Please start any new threads on our new site at https://forums.sqlteam.com. We've got lots of great SQL Server experts to answer whatever question you can come up with.

 All Forums
 General SQL Server Forums
 New to SQL Server Programming
 Correlated subquery -- higher level of abstraction

Author  Topic 

kmansoor
Starting Member

2 Posts

Posted - 2011-12-30 : 12:54:01
Hi All- I understand a correlated query uses values from the outer/containing query.

Joe Celko, in 'SQL for smarties' says it is a way to hide loops in SQL.

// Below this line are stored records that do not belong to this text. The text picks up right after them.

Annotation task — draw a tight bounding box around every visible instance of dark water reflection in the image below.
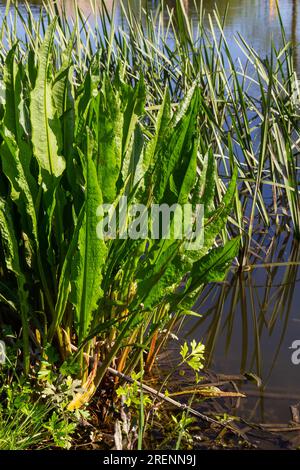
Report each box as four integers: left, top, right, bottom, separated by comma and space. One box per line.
183, 229, 300, 424
1, 0, 300, 427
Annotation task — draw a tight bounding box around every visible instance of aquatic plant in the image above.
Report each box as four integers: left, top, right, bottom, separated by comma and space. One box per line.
0, 13, 238, 407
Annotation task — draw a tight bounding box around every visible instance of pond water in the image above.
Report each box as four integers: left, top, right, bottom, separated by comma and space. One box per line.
1, 0, 300, 430
0, 0, 299, 68
186, 232, 300, 426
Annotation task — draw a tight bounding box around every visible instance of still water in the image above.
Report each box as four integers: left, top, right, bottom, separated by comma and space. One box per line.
0, 0, 299, 65
0, 0, 300, 430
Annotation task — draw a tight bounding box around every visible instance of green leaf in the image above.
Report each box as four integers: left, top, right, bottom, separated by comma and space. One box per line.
173, 237, 240, 311
199, 147, 216, 215
0, 199, 30, 373
30, 19, 65, 180
135, 240, 181, 307
177, 134, 198, 204
93, 79, 123, 202
180, 341, 189, 361
188, 236, 241, 289
143, 87, 171, 170
121, 74, 146, 158
153, 88, 198, 202
48, 205, 85, 341
70, 133, 107, 343
0, 129, 37, 247
52, 36, 75, 166
188, 166, 238, 260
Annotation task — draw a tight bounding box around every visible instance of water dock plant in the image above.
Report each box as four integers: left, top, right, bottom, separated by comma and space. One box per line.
0, 11, 239, 410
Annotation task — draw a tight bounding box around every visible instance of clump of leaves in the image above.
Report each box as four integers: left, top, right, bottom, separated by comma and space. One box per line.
0, 14, 239, 411
180, 340, 206, 372
116, 372, 152, 409
171, 413, 198, 449
0, 366, 79, 449
43, 412, 77, 449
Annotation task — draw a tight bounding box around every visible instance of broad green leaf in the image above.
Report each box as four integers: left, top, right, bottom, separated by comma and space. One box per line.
3, 46, 36, 197
153, 89, 198, 202
177, 135, 198, 204
70, 135, 107, 343
171, 237, 240, 311
52, 40, 75, 164
93, 79, 123, 203
30, 19, 65, 179
188, 236, 241, 290
188, 166, 238, 260
0, 129, 37, 247
138, 250, 190, 310
135, 240, 181, 307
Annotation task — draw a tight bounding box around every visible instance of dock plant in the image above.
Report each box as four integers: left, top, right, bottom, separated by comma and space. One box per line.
0, 16, 239, 407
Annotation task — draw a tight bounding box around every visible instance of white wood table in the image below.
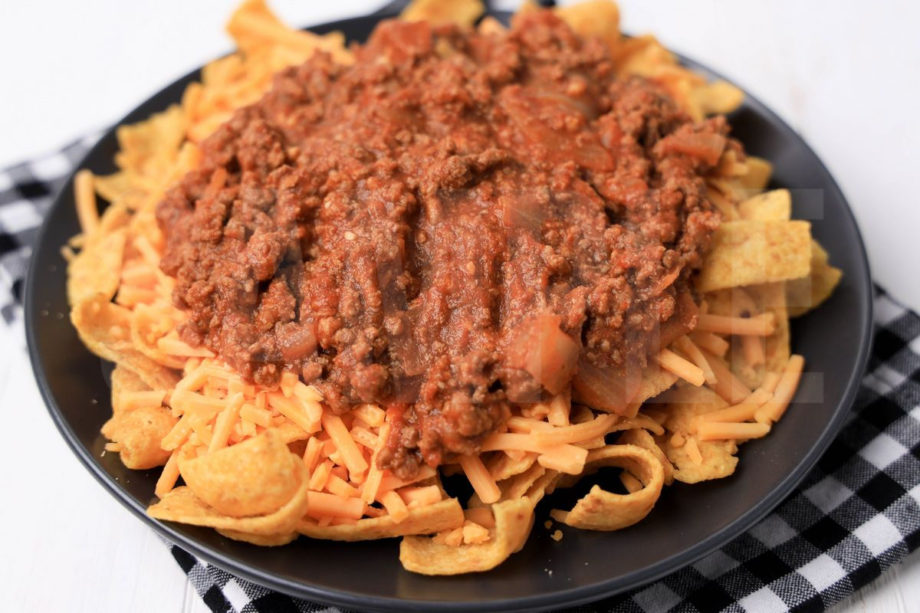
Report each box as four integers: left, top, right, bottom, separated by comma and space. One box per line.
1, 1, 918, 611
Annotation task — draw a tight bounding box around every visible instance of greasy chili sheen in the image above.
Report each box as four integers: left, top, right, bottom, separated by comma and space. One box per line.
158, 11, 735, 478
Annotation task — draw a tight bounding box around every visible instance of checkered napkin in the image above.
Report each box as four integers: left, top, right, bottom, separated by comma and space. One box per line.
3, 141, 920, 613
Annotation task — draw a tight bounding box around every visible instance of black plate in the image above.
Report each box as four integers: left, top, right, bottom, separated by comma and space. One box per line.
26, 10, 873, 612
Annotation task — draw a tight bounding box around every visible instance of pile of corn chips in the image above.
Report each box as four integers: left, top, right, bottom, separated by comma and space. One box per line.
65, 0, 841, 574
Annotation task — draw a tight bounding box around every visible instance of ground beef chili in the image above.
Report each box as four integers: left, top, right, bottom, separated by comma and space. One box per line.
157, 11, 737, 478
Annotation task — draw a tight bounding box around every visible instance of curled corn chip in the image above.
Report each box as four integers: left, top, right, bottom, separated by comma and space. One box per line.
691, 80, 744, 115
550, 444, 664, 530
618, 428, 675, 485
148, 460, 309, 536
738, 189, 791, 221
555, 0, 620, 51
114, 105, 187, 180
70, 294, 180, 390
92, 171, 143, 208
110, 365, 151, 415
101, 406, 176, 469
179, 430, 303, 517
401, 0, 484, 26
228, 0, 353, 64
696, 220, 812, 292
739, 157, 773, 191
298, 498, 464, 541
399, 498, 534, 575
67, 224, 127, 306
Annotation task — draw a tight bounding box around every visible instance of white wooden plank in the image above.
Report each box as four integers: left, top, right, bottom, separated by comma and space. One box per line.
886, 549, 920, 613
830, 548, 920, 612
0, 338, 188, 612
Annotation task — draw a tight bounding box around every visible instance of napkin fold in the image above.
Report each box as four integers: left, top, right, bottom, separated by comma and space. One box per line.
3, 140, 918, 613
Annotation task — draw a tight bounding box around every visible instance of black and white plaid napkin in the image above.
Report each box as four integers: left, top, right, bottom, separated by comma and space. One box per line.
4, 141, 919, 613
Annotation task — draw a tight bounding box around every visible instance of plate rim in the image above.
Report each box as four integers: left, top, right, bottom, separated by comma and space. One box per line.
25, 10, 874, 612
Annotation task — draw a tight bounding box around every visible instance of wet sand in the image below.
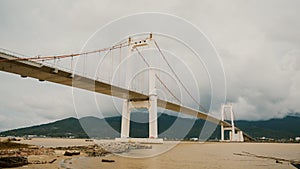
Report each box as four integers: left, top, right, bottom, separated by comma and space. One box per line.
10, 138, 300, 169
71, 142, 300, 169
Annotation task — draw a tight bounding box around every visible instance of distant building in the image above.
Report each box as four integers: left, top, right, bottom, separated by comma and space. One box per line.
259, 137, 266, 140
24, 135, 37, 139
258, 137, 274, 142
295, 137, 300, 141
189, 138, 199, 141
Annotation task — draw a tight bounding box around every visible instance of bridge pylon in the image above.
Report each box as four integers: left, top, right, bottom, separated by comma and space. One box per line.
116, 35, 163, 143
220, 104, 244, 142
117, 67, 163, 143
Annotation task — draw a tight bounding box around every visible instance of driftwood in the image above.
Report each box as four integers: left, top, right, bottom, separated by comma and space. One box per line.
102, 159, 115, 163
234, 151, 300, 168
49, 158, 57, 164
291, 163, 300, 169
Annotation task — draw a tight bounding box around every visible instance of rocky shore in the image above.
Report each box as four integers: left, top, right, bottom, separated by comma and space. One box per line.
0, 146, 55, 157
55, 142, 152, 156
0, 138, 152, 168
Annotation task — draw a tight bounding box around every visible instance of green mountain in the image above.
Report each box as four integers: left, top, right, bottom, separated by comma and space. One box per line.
0, 117, 88, 138
1, 113, 299, 140
236, 116, 300, 139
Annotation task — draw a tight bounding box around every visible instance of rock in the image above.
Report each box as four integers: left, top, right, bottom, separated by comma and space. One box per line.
64, 150, 80, 156
0, 156, 28, 168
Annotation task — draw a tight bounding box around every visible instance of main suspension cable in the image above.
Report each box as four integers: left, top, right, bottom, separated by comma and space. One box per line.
153, 40, 208, 113
0, 37, 149, 63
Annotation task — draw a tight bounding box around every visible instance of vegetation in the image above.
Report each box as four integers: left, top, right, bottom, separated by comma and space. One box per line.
236, 116, 300, 139
0, 117, 88, 138
0, 113, 299, 141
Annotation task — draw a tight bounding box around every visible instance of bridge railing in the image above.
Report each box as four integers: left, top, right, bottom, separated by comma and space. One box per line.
0, 48, 30, 59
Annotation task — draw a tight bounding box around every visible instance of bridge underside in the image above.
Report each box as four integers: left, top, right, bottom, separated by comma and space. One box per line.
0, 52, 254, 141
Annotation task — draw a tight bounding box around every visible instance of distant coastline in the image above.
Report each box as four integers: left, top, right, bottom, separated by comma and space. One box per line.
1, 113, 300, 142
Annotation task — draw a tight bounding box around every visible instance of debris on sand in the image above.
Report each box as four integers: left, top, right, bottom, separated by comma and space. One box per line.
291, 162, 300, 169
55, 143, 152, 157
48, 158, 57, 164
55, 145, 109, 157
97, 142, 152, 154
101, 159, 115, 163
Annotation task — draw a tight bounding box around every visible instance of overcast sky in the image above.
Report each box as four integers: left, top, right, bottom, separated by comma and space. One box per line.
0, 0, 300, 131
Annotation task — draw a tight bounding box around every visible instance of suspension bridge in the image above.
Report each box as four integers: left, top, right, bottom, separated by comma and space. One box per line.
0, 34, 253, 142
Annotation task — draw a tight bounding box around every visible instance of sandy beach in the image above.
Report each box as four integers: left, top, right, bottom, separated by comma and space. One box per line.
3, 138, 297, 169
71, 142, 300, 169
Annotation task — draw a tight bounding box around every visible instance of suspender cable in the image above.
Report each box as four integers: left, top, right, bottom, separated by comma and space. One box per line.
135, 48, 181, 103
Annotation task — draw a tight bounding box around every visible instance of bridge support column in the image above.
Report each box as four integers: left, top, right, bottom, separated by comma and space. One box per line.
117, 66, 162, 143
119, 96, 158, 139
221, 104, 226, 141
149, 94, 158, 138
117, 98, 162, 143
221, 124, 224, 141
220, 104, 244, 142
121, 100, 130, 138
148, 67, 158, 139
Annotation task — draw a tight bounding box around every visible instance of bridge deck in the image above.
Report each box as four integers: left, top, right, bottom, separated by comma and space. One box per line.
0, 51, 253, 140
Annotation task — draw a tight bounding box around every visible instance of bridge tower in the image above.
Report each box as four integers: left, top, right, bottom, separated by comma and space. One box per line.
117, 35, 163, 143
220, 104, 244, 142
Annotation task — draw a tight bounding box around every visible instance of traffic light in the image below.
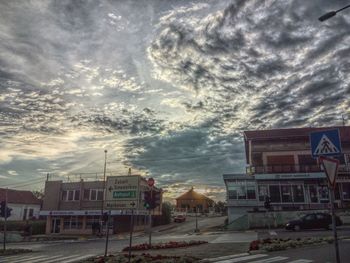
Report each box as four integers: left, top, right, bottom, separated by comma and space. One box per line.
144, 191, 152, 210
0, 201, 12, 218
264, 196, 271, 210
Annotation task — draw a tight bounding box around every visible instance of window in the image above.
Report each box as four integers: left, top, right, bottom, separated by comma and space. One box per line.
23, 208, 28, 220
237, 181, 246, 199
258, 185, 268, 201
269, 185, 281, 202
63, 216, 83, 229
62, 190, 80, 201
29, 208, 34, 218
304, 214, 316, 221
308, 185, 318, 203
281, 185, 292, 203
318, 186, 329, 202
227, 180, 256, 200
86, 216, 100, 228
292, 185, 304, 203
246, 181, 256, 199
84, 189, 104, 201
342, 183, 350, 200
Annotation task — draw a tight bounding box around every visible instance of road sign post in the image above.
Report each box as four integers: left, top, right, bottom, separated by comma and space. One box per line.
104, 210, 111, 258
311, 130, 342, 263
128, 202, 136, 263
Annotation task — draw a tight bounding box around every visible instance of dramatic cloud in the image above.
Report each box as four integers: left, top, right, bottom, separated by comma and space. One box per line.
0, 0, 349, 200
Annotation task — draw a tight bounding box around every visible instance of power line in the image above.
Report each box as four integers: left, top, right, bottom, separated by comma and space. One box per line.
1, 177, 44, 188
109, 152, 237, 163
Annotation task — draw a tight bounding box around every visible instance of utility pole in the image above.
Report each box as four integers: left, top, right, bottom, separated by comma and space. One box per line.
101, 150, 107, 236
3, 188, 8, 251
104, 210, 111, 258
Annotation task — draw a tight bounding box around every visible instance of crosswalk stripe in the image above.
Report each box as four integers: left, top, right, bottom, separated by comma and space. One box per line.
6, 255, 47, 263
61, 254, 94, 263
248, 256, 288, 263
216, 254, 268, 263
288, 260, 313, 263
34, 255, 64, 263
205, 253, 250, 262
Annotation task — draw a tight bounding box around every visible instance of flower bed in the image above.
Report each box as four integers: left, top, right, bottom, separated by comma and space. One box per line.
249, 237, 334, 252
83, 253, 199, 263
122, 240, 208, 252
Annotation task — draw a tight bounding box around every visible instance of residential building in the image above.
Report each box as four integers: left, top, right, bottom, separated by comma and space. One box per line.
0, 188, 41, 221
175, 187, 214, 213
40, 175, 162, 235
224, 126, 350, 229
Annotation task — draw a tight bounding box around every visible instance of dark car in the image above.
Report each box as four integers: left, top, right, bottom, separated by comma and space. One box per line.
174, 215, 186, 223
286, 213, 342, 231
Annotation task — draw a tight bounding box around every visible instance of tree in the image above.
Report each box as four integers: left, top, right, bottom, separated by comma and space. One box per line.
214, 201, 227, 215
32, 190, 44, 200
161, 202, 173, 224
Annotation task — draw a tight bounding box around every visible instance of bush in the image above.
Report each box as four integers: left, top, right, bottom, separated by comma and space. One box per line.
0, 220, 46, 235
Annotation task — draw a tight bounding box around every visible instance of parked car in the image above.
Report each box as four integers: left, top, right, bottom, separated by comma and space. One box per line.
174, 215, 186, 223
285, 213, 342, 231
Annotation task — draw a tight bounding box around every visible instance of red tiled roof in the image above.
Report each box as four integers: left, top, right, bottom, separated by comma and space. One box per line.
0, 188, 41, 205
244, 126, 350, 142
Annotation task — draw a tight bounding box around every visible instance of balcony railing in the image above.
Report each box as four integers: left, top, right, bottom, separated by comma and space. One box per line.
247, 164, 350, 175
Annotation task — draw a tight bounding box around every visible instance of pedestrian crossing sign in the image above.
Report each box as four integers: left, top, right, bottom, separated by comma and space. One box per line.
310, 129, 342, 158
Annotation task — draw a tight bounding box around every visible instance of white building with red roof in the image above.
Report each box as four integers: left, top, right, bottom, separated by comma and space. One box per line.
0, 188, 41, 221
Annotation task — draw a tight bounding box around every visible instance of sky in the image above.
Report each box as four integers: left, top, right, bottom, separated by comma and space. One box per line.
0, 0, 349, 202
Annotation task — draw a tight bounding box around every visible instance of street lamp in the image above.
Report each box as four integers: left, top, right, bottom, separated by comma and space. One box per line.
319, 4, 350, 22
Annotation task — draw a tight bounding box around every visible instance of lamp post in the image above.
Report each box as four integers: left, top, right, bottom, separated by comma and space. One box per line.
319, 4, 350, 22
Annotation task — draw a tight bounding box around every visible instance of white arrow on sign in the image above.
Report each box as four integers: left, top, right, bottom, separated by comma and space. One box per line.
320, 156, 339, 188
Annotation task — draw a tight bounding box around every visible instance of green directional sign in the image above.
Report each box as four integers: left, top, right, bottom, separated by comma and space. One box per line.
113, 191, 136, 199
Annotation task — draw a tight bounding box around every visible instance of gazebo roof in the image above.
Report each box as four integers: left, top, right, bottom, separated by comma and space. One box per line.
175, 187, 213, 202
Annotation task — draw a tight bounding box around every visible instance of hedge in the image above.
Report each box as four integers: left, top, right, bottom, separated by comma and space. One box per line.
0, 220, 46, 235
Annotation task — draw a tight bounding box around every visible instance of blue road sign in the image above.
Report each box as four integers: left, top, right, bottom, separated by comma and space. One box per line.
310, 129, 342, 158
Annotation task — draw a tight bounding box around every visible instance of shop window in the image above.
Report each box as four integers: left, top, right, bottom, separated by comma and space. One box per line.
63, 216, 83, 229
308, 185, 318, 203
269, 185, 281, 202
318, 186, 329, 203
227, 181, 256, 200
342, 183, 350, 200
292, 185, 304, 203
258, 185, 268, 201
281, 185, 292, 203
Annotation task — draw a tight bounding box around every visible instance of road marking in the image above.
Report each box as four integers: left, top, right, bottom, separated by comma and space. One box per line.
287, 260, 313, 263
204, 253, 250, 262
215, 254, 267, 263
5, 255, 47, 263
61, 254, 94, 263
34, 255, 64, 262
248, 256, 288, 263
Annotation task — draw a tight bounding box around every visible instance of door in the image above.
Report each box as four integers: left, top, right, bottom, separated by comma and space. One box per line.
51, 218, 61, 233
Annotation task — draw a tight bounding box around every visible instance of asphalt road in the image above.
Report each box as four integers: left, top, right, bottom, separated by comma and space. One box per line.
3, 217, 350, 263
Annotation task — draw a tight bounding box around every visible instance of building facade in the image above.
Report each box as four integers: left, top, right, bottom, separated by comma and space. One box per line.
0, 188, 41, 221
175, 187, 214, 213
224, 126, 350, 228
40, 175, 162, 235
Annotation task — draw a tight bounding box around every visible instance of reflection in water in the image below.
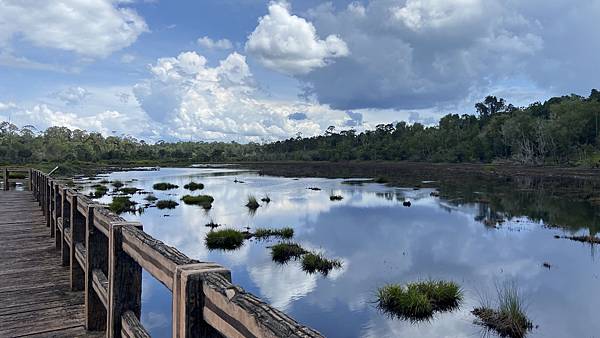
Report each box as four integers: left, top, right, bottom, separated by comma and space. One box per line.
80, 168, 600, 338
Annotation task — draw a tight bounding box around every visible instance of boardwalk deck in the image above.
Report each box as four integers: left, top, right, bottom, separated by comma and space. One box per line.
0, 190, 100, 337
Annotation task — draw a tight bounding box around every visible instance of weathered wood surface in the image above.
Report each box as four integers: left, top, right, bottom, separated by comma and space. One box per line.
0, 190, 102, 337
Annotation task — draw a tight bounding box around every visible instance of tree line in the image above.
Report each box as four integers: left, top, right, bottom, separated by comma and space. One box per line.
2, 89, 600, 167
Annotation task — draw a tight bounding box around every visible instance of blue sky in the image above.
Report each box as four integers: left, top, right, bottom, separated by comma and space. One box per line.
1, 0, 598, 142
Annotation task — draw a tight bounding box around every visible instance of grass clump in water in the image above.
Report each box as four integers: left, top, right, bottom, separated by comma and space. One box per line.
254, 227, 294, 240
119, 187, 139, 195
153, 182, 179, 190
270, 242, 307, 264
156, 200, 179, 210
109, 196, 137, 214
181, 195, 214, 209
144, 194, 158, 202
205, 229, 246, 250
301, 252, 342, 275
261, 194, 271, 203
112, 180, 124, 188
472, 282, 533, 338
183, 182, 204, 191
205, 221, 221, 229
329, 194, 343, 201
246, 195, 260, 209
91, 185, 109, 198
377, 280, 463, 321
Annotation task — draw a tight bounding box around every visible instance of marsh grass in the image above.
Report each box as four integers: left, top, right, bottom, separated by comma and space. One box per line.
156, 200, 179, 209
144, 194, 158, 202
307, 187, 321, 191
301, 252, 342, 275
254, 227, 294, 240
561, 234, 600, 244
261, 194, 271, 203
377, 280, 463, 322
205, 229, 247, 250
99, 179, 110, 184
112, 180, 124, 188
181, 195, 214, 209
92, 185, 109, 198
270, 242, 307, 264
246, 195, 260, 209
184, 182, 204, 191
153, 182, 179, 190
472, 282, 533, 338
205, 220, 221, 229
119, 187, 139, 195
329, 194, 343, 201
109, 196, 137, 214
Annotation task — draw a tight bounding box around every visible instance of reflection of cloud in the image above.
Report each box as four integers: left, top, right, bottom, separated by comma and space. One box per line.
141, 311, 169, 330
249, 262, 317, 311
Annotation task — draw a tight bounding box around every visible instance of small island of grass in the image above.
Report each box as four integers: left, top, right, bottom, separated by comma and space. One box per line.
181, 195, 214, 209
91, 185, 109, 198
329, 194, 343, 201
112, 180, 124, 188
153, 182, 179, 190
119, 187, 140, 195
246, 195, 260, 209
301, 252, 343, 275
184, 182, 204, 191
144, 194, 158, 202
156, 200, 179, 210
205, 229, 247, 250
254, 227, 294, 240
270, 242, 307, 264
109, 196, 137, 214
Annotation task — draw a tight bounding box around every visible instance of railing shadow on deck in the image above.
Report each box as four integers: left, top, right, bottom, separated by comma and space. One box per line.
25, 169, 324, 338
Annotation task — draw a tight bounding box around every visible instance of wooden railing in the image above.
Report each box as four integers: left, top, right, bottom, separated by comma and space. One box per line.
2, 167, 31, 191
29, 169, 324, 338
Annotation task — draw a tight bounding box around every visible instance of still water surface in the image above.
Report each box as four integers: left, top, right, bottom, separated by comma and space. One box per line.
86, 167, 600, 338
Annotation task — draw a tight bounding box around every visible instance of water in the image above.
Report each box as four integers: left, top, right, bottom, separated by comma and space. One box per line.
81, 167, 600, 338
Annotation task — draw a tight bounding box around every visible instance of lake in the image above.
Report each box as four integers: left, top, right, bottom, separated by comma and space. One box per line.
81, 167, 600, 338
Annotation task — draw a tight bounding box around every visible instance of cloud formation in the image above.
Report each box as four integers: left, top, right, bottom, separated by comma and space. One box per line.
0, 0, 148, 57
197, 36, 233, 50
54, 87, 91, 105
245, 2, 349, 75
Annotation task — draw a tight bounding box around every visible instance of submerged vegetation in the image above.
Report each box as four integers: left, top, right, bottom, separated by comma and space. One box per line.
472, 283, 533, 338
205, 229, 247, 250
254, 227, 294, 240
153, 182, 179, 190
156, 200, 179, 209
183, 182, 204, 191
108, 196, 137, 214
377, 280, 463, 321
301, 252, 342, 275
181, 194, 214, 209
270, 242, 307, 264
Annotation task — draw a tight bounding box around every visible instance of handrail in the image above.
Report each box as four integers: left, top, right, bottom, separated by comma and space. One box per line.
1, 166, 32, 191
29, 169, 324, 338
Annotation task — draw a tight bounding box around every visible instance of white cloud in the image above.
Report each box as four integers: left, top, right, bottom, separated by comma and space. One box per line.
197, 36, 233, 50
133, 51, 351, 142
0, 0, 148, 57
54, 87, 91, 105
0, 102, 17, 112
245, 2, 349, 75
121, 53, 136, 63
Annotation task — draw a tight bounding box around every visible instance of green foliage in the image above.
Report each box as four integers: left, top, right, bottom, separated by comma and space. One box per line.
205, 229, 246, 250
92, 185, 109, 198
270, 242, 307, 264
8, 172, 27, 179
119, 187, 139, 195
183, 182, 204, 191
108, 196, 137, 214
153, 182, 179, 190
377, 280, 463, 321
156, 200, 179, 209
112, 180, 124, 188
181, 195, 214, 209
301, 252, 342, 275
254, 227, 294, 240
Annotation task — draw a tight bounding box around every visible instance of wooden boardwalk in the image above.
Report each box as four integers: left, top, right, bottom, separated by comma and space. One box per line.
0, 190, 98, 337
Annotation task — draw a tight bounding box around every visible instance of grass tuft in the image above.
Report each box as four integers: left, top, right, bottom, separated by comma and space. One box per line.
329, 194, 343, 201
205, 221, 221, 229
184, 182, 204, 191
181, 195, 214, 209
144, 194, 158, 202
112, 180, 124, 188
254, 227, 294, 240
205, 229, 246, 250
261, 194, 271, 203
92, 185, 109, 198
108, 196, 137, 214
119, 187, 139, 195
301, 252, 342, 275
270, 242, 307, 264
246, 195, 260, 209
156, 200, 179, 209
153, 182, 179, 190
377, 280, 463, 321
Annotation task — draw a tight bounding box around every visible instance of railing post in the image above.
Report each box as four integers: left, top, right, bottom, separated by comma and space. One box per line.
45, 177, 51, 228
3, 168, 8, 191
49, 181, 55, 238
85, 205, 108, 331
107, 223, 143, 338
28, 168, 32, 191
70, 194, 85, 291
172, 264, 231, 338
61, 189, 71, 266
54, 184, 63, 245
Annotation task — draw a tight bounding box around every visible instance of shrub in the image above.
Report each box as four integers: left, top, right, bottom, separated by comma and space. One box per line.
205, 229, 246, 250
181, 195, 214, 209
184, 182, 204, 191
153, 182, 179, 190
270, 243, 307, 264
254, 227, 294, 240
246, 195, 260, 209
156, 200, 179, 209
109, 196, 137, 214
301, 252, 342, 275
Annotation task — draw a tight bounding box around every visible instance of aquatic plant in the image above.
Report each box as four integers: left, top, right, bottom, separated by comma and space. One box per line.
108, 196, 137, 214
205, 221, 221, 229
254, 227, 294, 240
329, 194, 343, 201
560, 234, 600, 244
301, 252, 342, 275
99, 179, 110, 184
307, 187, 321, 191
184, 182, 204, 191
246, 195, 260, 209
472, 282, 533, 338
156, 200, 179, 210
270, 242, 307, 264
205, 229, 246, 250
144, 194, 158, 202
92, 185, 109, 198
112, 180, 124, 188
261, 194, 271, 203
377, 280, 463, 321
153, 182, 179, 190
181, 195, 214, 209
119, 187, 139, 195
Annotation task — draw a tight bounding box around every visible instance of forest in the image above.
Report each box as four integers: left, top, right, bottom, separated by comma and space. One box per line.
1, 90, 600, 168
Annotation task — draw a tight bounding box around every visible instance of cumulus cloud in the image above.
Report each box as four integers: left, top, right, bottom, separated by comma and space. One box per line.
197, 36, 233, 50
54, 87, 91, 105
245, 2, 349, 75
133, 51, 350, 142
0, 0, 148, 57
344, 111, 363, 127
0, 102, 17, 112
288, 112, 307, 121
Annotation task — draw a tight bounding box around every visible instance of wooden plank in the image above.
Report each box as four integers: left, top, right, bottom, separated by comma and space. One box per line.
121, 311, 151, 338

My question: What kind of problems are generally solved using correlated subqueries? is there a 'way' for me to discern 'right away' this problem will need a correlated sub-query to solve?

sunitabeck
Master Smack Fu Yak Hacker

5155 Posts

Posted - 2011-12-30 : 17:10:28
I don't know if there is a litmus test that can let one discern whether to use subqueries or not. But, subqueries are useful when you want to evaluate something for each row in the outer query - a brief description on MSD alludes to that: http://msdn.microsoft.com/en-us/library/ms187638.aspx

After I read your posting, I was thinking about how *I* decide how to write a query; i.e., how I decide what features of T-SQL to use, or what methodology to use. I am really unable to answer it - I just don't know. When I see the problem, I sort of know what technique might fit that problem, and go with that. And a lot of times, that "shooting from the hip" approach ends up being not the best approach. So then I rework it to make it better.

More experienced and skilled SQL experts on this forum may have systematic ways of approaching a problem. If they do, I don't know what those are.
Go to Top of Page

kmansoor
Starting Member

2 Posts

Posted - 2011-12-30 : 22:35:50
Hi- Thank you for replying, one clarification:

What type of problems a 'Correlated Sub-query' solves? when would one use a correlated sub-query instead of a regular sub-query?